Factors in hardness of mapping

size
the larger the environment, the more difficult
noise in perception
noise-free sensors lead to simple mapping solutions
perceptual ambiguity
the more frequently different places look alike, the harder to establish correspondence in different points in time
cycles
cycles in the environment are particularly difficult to map. Cycles make robots return via different paths, resulting in large amounts of accumulated odometric errors.

Occupancy Grid Mapping

We assume some oracle informs us of the exact robot path during mapping.

Occupancy grid maps address the problem of generating consistent maps from noisy and uncertain measurement data, under the assumption that the robot pose is known. This technique is not useful in generating maps for path-planning and navigating, since no robot odometry is perfect.

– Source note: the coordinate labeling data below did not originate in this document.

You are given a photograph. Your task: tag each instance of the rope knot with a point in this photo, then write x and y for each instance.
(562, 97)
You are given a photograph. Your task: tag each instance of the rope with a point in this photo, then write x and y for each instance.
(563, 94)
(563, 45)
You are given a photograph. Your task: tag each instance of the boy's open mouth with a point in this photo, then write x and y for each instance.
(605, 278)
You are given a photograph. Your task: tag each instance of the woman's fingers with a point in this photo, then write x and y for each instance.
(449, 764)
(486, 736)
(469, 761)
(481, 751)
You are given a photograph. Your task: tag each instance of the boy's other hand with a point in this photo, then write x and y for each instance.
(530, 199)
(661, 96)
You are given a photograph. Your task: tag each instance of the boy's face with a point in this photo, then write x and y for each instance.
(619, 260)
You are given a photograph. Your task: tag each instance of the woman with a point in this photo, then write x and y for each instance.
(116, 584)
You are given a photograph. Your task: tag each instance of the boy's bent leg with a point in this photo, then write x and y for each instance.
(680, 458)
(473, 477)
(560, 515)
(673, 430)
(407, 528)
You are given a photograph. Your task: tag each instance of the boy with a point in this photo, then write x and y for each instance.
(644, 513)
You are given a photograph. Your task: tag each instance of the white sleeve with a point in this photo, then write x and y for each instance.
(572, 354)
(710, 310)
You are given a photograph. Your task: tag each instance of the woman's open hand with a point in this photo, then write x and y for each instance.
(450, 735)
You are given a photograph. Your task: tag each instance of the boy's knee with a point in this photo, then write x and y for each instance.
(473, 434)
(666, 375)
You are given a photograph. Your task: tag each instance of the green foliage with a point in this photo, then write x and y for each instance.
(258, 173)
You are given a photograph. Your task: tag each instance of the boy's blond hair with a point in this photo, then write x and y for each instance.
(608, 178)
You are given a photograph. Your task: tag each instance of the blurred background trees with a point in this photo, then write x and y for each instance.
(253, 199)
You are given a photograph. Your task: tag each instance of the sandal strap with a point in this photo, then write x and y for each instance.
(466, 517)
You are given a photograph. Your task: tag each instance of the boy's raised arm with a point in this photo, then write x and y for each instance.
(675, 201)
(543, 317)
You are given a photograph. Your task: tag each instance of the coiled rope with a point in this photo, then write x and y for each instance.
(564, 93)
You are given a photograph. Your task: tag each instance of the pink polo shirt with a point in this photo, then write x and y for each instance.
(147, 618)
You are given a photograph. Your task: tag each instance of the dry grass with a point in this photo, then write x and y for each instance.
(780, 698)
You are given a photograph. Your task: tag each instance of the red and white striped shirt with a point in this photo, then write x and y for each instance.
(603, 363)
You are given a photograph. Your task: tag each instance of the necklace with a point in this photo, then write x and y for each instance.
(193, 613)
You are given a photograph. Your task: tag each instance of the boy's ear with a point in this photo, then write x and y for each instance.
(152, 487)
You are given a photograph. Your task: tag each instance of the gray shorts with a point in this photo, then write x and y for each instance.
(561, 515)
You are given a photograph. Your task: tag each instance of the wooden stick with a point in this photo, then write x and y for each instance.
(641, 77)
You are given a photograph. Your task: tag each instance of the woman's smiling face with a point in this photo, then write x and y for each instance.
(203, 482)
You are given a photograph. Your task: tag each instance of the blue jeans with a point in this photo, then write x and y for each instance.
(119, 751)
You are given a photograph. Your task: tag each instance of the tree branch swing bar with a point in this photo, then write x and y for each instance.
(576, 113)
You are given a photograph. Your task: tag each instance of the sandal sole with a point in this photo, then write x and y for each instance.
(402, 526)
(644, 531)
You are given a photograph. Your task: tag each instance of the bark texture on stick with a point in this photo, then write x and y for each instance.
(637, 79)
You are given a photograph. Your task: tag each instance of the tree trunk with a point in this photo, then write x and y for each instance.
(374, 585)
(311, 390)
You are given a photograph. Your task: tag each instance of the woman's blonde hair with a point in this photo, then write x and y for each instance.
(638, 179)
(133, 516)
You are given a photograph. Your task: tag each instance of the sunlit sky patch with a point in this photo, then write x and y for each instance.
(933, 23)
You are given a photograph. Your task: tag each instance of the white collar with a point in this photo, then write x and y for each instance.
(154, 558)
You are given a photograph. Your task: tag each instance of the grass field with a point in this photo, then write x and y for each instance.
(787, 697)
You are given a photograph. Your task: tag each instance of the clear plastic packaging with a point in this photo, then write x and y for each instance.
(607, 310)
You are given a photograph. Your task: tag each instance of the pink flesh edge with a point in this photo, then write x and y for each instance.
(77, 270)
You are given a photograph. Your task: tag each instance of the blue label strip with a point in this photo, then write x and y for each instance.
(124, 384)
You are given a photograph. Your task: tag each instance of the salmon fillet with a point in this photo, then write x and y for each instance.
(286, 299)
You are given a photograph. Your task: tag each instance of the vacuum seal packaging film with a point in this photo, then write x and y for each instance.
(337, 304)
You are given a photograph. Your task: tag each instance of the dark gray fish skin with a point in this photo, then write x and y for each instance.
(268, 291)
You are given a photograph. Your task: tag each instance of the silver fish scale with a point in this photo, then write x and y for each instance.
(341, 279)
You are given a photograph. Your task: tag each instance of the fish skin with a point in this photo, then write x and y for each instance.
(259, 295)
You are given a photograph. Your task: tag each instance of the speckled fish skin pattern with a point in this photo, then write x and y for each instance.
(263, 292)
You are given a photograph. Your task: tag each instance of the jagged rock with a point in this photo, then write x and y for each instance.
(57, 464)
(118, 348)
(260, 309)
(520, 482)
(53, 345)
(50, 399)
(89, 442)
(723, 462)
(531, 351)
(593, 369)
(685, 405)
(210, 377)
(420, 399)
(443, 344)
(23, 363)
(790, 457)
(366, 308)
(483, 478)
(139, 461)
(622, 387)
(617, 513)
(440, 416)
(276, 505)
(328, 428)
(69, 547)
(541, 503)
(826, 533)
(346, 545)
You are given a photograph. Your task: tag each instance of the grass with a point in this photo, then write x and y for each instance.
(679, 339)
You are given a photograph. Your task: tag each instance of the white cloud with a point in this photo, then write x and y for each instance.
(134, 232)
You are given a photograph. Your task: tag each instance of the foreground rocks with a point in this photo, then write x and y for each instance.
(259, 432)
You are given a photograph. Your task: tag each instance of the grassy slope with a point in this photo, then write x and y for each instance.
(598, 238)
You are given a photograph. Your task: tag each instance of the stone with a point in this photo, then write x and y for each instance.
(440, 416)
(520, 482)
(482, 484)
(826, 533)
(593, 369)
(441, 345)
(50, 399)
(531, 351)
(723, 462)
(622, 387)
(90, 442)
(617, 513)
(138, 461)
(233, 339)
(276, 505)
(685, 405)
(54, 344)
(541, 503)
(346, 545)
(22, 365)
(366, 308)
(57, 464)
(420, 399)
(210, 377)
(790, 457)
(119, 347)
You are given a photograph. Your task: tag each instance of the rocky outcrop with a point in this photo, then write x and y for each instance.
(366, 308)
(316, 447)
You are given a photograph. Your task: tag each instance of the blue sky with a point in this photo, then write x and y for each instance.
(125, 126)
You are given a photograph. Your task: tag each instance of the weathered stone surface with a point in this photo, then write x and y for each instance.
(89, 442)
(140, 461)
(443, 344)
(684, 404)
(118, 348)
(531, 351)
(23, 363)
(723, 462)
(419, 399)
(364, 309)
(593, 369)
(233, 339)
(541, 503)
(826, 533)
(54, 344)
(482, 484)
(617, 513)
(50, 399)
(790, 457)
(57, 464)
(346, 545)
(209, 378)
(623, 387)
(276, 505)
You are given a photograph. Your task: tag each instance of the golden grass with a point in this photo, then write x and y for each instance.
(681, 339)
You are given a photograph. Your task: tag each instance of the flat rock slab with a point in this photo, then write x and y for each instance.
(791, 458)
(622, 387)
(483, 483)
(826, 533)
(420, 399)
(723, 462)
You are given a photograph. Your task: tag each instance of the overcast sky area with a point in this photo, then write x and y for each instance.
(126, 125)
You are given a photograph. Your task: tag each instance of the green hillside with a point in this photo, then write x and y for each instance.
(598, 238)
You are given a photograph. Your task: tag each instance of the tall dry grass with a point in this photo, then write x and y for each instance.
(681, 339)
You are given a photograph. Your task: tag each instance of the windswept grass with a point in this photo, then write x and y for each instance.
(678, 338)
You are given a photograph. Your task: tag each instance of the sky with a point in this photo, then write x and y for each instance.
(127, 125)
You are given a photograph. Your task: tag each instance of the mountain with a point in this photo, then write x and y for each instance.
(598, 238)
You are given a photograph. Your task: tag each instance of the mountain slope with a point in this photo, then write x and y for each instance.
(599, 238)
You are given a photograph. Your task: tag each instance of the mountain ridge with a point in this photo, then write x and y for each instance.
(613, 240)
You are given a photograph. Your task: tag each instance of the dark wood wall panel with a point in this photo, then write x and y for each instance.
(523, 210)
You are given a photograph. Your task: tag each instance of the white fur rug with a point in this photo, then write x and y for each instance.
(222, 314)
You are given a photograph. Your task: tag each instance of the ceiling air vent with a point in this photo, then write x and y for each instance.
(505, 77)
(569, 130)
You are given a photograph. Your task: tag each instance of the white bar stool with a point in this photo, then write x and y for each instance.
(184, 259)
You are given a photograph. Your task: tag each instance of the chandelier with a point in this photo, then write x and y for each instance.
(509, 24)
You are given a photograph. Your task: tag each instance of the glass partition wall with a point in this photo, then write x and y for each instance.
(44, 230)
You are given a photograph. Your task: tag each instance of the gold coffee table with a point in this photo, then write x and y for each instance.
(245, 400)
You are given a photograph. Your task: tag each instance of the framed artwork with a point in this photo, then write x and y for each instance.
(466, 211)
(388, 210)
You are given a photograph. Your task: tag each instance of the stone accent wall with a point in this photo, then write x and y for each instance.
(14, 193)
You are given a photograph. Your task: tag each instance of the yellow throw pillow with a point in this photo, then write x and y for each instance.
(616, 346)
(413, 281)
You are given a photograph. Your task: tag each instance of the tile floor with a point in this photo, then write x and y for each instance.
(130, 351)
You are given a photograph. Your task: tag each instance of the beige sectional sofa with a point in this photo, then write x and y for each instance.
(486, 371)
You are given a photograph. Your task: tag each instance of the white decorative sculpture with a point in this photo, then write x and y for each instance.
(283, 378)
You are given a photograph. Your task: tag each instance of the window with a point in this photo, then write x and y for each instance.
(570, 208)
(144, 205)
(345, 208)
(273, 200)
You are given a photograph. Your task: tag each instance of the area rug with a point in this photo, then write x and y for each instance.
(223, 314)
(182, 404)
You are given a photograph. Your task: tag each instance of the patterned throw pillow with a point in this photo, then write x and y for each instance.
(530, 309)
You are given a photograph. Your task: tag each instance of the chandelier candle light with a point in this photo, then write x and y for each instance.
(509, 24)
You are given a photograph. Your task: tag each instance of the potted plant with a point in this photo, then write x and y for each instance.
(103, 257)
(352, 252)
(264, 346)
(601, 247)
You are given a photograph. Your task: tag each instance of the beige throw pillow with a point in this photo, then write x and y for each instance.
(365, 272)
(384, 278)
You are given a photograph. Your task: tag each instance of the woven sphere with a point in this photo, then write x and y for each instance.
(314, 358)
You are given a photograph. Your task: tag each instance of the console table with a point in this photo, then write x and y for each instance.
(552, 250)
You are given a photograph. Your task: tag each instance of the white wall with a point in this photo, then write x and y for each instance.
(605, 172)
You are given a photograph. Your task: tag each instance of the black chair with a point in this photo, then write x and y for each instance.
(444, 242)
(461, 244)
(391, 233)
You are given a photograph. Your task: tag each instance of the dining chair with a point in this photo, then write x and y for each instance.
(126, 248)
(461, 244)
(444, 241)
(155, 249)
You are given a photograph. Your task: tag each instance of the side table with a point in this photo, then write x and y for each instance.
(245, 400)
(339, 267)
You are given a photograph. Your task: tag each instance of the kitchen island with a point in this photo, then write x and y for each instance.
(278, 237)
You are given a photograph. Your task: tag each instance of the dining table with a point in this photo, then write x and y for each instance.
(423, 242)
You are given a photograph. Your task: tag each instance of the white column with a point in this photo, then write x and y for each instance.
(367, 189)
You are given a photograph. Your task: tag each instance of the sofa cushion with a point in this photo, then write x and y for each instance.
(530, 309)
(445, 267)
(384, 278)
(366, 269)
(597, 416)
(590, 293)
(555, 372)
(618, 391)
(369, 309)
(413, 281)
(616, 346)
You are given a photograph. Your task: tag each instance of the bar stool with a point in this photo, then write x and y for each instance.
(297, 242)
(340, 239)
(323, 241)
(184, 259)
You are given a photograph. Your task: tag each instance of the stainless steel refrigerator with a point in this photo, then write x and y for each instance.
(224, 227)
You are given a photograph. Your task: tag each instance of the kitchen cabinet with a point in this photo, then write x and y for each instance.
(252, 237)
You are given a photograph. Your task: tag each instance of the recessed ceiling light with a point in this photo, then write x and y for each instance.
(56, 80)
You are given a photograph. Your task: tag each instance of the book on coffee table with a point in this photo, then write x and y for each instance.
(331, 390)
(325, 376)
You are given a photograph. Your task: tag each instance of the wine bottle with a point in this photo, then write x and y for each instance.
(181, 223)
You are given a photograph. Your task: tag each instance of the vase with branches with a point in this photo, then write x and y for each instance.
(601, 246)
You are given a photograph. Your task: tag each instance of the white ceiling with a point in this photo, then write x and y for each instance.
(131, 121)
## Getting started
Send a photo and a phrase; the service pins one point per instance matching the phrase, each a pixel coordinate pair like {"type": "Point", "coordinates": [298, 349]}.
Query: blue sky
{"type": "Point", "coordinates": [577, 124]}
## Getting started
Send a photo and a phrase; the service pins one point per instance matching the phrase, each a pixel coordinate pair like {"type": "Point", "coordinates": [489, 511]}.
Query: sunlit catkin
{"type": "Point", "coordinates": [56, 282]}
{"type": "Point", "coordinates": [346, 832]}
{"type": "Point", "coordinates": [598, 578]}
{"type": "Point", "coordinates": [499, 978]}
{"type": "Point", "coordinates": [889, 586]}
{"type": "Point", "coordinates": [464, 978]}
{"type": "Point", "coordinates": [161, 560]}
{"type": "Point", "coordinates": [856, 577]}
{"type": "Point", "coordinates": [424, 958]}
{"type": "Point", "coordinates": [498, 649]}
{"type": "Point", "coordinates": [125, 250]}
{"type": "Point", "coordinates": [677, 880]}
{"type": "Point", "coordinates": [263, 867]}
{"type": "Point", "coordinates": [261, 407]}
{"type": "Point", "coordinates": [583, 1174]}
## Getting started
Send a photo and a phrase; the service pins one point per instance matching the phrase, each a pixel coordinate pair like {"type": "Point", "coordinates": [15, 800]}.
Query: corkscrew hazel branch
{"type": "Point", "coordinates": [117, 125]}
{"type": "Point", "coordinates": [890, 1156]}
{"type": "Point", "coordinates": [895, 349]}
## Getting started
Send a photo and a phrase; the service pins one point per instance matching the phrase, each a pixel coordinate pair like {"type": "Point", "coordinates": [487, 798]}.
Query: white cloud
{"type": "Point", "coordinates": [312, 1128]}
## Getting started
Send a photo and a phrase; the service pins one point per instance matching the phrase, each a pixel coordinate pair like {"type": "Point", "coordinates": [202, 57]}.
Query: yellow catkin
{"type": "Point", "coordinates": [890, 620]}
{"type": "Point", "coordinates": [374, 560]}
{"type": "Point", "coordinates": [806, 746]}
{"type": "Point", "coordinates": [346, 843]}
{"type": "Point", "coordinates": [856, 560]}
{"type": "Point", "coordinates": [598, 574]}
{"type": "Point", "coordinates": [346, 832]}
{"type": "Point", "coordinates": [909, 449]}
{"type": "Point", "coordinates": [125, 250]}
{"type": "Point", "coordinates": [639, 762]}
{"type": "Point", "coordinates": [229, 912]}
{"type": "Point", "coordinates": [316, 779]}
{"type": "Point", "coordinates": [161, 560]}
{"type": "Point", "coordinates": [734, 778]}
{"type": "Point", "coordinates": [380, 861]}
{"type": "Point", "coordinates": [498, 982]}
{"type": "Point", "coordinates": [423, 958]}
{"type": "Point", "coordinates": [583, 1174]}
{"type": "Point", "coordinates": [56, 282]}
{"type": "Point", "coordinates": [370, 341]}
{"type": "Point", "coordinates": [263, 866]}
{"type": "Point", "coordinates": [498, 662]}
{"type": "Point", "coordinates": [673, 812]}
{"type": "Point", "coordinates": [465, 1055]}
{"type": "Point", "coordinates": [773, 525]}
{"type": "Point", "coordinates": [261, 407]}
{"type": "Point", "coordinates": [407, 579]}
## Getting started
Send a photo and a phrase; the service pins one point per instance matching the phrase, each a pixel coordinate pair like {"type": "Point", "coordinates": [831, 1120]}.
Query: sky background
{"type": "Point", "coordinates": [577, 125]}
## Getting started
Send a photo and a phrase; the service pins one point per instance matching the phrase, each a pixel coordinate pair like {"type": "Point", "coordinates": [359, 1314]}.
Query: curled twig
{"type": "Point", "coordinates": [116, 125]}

The gold standard of any occupancy grid mapping algorithm is to calculate the posterior over maps given the data:

\begin{equation} p( m | z_{1:t},x_{1:t}) \end{equation}

The controls \(u_{1:t}\) play no role, since the robot pose is known. The most common of occupancy maps are 2-D floorplan maps: a 2-D slice of the 3D world. These techniques generalize to 3D at significant computational expense.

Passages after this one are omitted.